Many people – national security and law enforcement officials, think-tank analysts, and frontline agents and operatives – have said, in the decade since Sept. 11, 2001, that they weren’t surprised when they learned the United States had been attacked by terrorists. In the months leading up to 9/11, warnings abounded, from sources both inside and outside the country. In hindsight, these warnings – and many more items of information – paint a clear and urgent picture of exactly what had been planned. For those charged with protecting the United States, one of the tragedies of 9/11 was that their work, and the work of their allies and partners at home and abroad, had produced all the information needed to foil the attacks. The information simply never appeared on the same desk, all at the same time.
In many ways it seems Americans are only just beginning, through careful reflection on the laws, policies, and institutions established over the past decade, to understand the ways in which we’ve changed.

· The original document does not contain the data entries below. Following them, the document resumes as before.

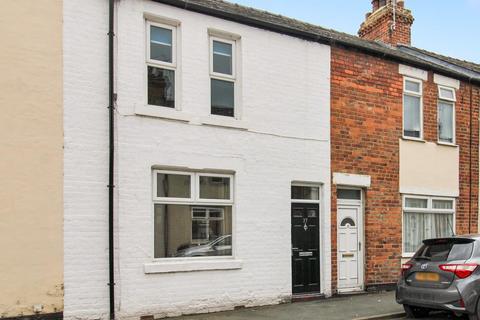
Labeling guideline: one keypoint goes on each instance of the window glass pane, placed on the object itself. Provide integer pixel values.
(160, 44)
(412, 86)
(173, 186)
(420, 226)
(161, 87)
(411, 116)
(447, 94)
(214, 187)
(305, 193)
(222, 57)
(223, 98)
(445, 121)
(179, 234)
(442, 204)
(349, 194)
(347, 222)
(416, 203)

If the fact of the attacks was unsurprising, the scale of them – the deadliest ever on U.S. soil, killing nearly 3,000 people – stunned everyone. The violent images of 9/11 have haunted our national consciousness and divided both the history and culture of the United States into two different eras, the pre- and post-9/11. In many ways, we’re not the nation we might have been if the attacks hadn’t happened, a circumstance that, for American society, is probably neither wholly bad nor good. In many ways it seems Americans are only just beginning, through careful reflection on the laws, policies, and institutions established over the past decade, to understand the ways in which we’ve changed.
A New Department
While the failure to “connect the dots” before 9/11 is most often attributed to a lack of coordination between the nation’s federal law enforcement (FBI) and intelligence-gathering (CIA) communities, the government’s most conspicuous response to 9/11 – the formation of a new Cabinet agency, the Department of Homeland Security (DHS) – was an attempt to coordinate far more than these activities.
DHS, formed in November 2002, was charged with a broad mandate. Combining 22 agencies from eight of the 13 federal departments, the new department was responsible for securing the nation’s borders, ports, transportation systems, and infrastructure; for protecting the public from terrorist attacks, including those using chemical, biological, radiological, and nuclear weapons; and for coordinating the federal response to man-made and natural disasters.
Such a mandate was – and is – a tall order, perhaps the most complex and challenging ever assigned to a single federal civilian agency. In 2011, as the 10-year anniversary of the attacks approached, the department itself was at the forefront of those asking: What had been achieved? What could it do better? What remained to be done?
The most obvious yardstick for the department’s performance was the report released by the bipartisan 9/11 Commission, released in July 2004, to evaluate the circumstances that led to 9/11 and to identify ways to guard against future attacks. The report’s 41 recommendations provided a baseline for the department’s own progress report, “Implementing 9/11 Commission Recommendations,” released in the fall of 2011.
As the nation marked the 10th anniversary of 9/11, Secretary of Homeland Security Janet Napolitano appeared before the Senate Committee on Homeland Security and Governmental Affairs to outline the department’s achievements, as well as the challenges that remained.
The secretary’s own assessment – tempered by the acknowledgement that much work remained to be done – was emphatic: “Ten years later, there is no question that America is a stronger and more secure nation. We have bounced back from the worst attacks ever on our soil, and made progress on every front to protect ourselves.”